Ekonom INDEF Enny Sri Hartanti mengatakan, dengan kenaikan tarif Pertalite tersebut, membuat Pertamina mengurangi kuota produksi Premium. Sejalan dengan itu nantinya masyarakat diminta untuk beralih ke Pertalite
"Kalau masyarakat harus mengkonsumsi BBM non-subsidi persoalan bukan naik Rp200 itu yang dilihat tapi efek dominonya yang besar," katanya kepada Okezone.
Baca Juga: BBM Premium Langka di Tengah Kenaikan Harga Pertalite Dinilai Wajar
Dia mengungkapkan, jika harga BBM naik, sudah pasti harga angkutan umum hingga distribusi barang juga mengalami kenaikkan.
"Ini juga mempengaruhi ke semua komoditas karena dominasi ketergantungan kita terhadap BBM yang tinggi termasuk juga efeknya ke Tarif Dasar Listrik (TDL) karena PLN sampai hari ini bahan baku juga energi primer," ungkapnya lagi.
Akan tetapi, Enny tidak menyalahkan pihak Pertamina atas kenaikan tersebut.
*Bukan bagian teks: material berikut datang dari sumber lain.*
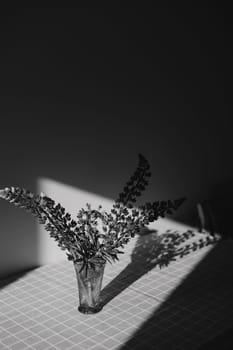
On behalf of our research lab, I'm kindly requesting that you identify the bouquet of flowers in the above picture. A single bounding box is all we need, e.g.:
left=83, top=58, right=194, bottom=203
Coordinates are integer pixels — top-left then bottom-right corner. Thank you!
left=0, top=154, right=184, bottom=266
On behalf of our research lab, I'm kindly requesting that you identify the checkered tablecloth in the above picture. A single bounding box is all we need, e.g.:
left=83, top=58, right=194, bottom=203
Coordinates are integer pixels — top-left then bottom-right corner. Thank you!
left=0, top=231, right=233, bottom=350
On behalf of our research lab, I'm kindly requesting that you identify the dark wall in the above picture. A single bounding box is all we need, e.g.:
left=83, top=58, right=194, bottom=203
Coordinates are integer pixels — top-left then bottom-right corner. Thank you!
left=0, top=5, right=233, bottom=276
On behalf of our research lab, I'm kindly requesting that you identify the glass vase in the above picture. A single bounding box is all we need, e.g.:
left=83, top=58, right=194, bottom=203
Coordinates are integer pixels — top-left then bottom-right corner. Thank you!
left=74, top=259, right=105, bottom=314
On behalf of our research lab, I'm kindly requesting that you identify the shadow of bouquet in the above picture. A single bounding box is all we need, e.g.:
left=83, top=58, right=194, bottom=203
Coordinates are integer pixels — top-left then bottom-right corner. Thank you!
left=101, top=229, right=221, bottom=306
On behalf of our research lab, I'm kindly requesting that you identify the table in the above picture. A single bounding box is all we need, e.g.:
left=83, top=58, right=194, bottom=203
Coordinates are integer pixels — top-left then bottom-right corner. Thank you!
left=0, top=226, right=233, bottom=350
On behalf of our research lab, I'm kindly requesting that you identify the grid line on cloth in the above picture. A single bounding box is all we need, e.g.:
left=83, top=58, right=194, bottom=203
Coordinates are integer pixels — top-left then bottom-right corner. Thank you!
left=0, top=238, right=233, bottom=350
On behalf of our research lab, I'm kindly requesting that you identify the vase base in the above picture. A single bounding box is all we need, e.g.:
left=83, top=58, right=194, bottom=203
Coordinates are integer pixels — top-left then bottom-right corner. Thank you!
left=78, top=305, right=103, bottom=315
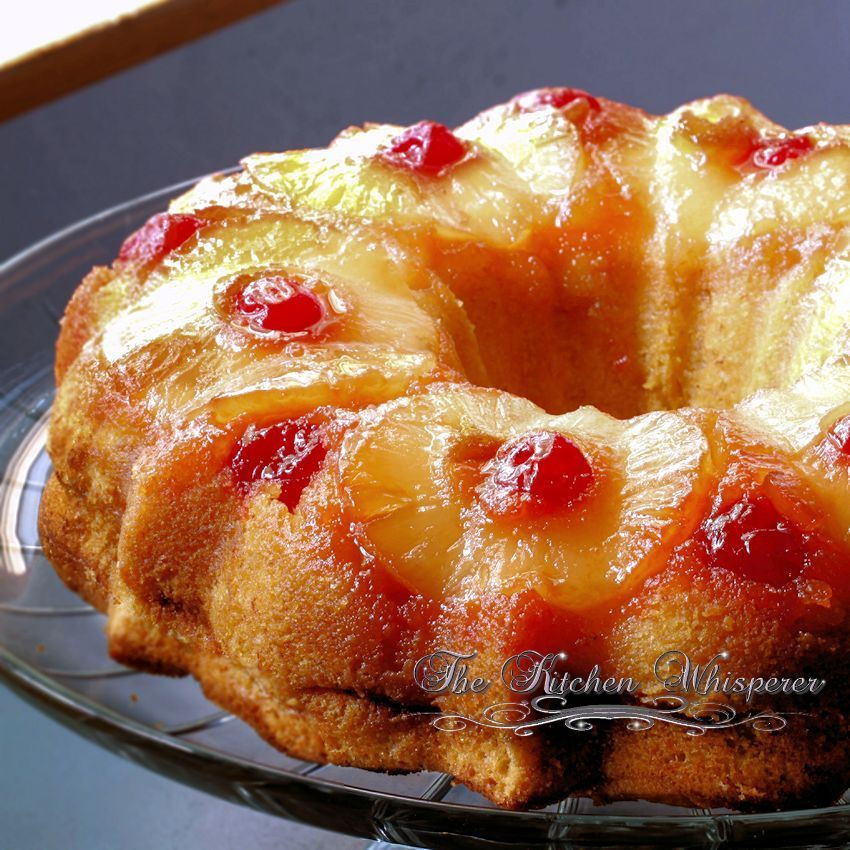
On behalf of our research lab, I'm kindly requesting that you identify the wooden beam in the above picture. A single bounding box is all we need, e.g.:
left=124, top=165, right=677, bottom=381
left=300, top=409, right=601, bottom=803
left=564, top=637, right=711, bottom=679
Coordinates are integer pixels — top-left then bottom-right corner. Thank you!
left=0, top=0, right=281, bottom=121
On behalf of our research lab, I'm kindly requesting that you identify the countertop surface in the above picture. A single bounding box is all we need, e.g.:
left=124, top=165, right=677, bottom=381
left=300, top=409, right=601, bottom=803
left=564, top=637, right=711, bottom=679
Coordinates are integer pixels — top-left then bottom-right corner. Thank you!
left=0, top=0, right=850, bottom=850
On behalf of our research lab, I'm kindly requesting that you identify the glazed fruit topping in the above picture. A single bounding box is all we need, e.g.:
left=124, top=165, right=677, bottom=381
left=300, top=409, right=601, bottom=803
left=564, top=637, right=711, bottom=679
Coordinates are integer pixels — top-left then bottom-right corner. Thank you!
left=235, top=274, right=325, bottom=334
left=701, top=493, right=813, bottom=587
left=118, top=213, right=205, bottom=263
left=827, top=415, right=850, bottom=460
left=506, top=88, right=602, bottom=112
left=381, top=121, right=467, bottom=177
left=230, top=417, right=327, bottom=511
left=749, top=136, right=814, bottom=169
left=480, top=431, right=594, bottom=516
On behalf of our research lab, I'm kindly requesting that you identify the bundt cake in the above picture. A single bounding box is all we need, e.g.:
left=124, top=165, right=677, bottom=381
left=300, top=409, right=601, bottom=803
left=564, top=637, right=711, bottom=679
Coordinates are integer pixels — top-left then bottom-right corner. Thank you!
left=40, top=88, right=850, bottom=809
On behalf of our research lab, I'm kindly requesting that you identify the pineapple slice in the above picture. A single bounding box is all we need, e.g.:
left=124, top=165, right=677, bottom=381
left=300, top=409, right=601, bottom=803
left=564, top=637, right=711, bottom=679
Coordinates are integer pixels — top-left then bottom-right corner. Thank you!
left=727, top=364, right=850, bottom=544
left=92, top=215, right=462, bottom=422
left=338, top=386, right=707, bottom=612
left=238, top=105, right=582, bottom=248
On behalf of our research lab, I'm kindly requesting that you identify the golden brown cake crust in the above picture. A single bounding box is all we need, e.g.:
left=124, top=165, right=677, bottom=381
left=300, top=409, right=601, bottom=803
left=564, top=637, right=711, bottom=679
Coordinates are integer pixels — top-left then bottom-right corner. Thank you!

Sebab, keputusan tersebut menjadi hak Pertamina dalam menjalankan bisnisnya.
Baca Juga: Harga Pertalite Naik Rp200, Pertamina Sebut Akibat Harga Minyak dan Pelemahan Rupiah
Dia hanya meminta, agar pemerintah dapat mendorong kebijakan yang membuat perusahaan minyak negara itu makin efisien. Salah satu cara yang dapat dilakukan adalah dengan berinvestasi untuk membangun kilang-kilang minyak sehingga Pertamina dapat mengolah minyak mentah secara mandiri.
"Kenaikan pertalite dan premium itu enggak bisa disalahkan Pertamina, karena Pertamina hanya operator. Kalau pemerintah enggak mau naik ya pemerintah harus subsidi ke Pertamina kalau enggak Pertamina bangkrut kita yang rugi," tandas dia.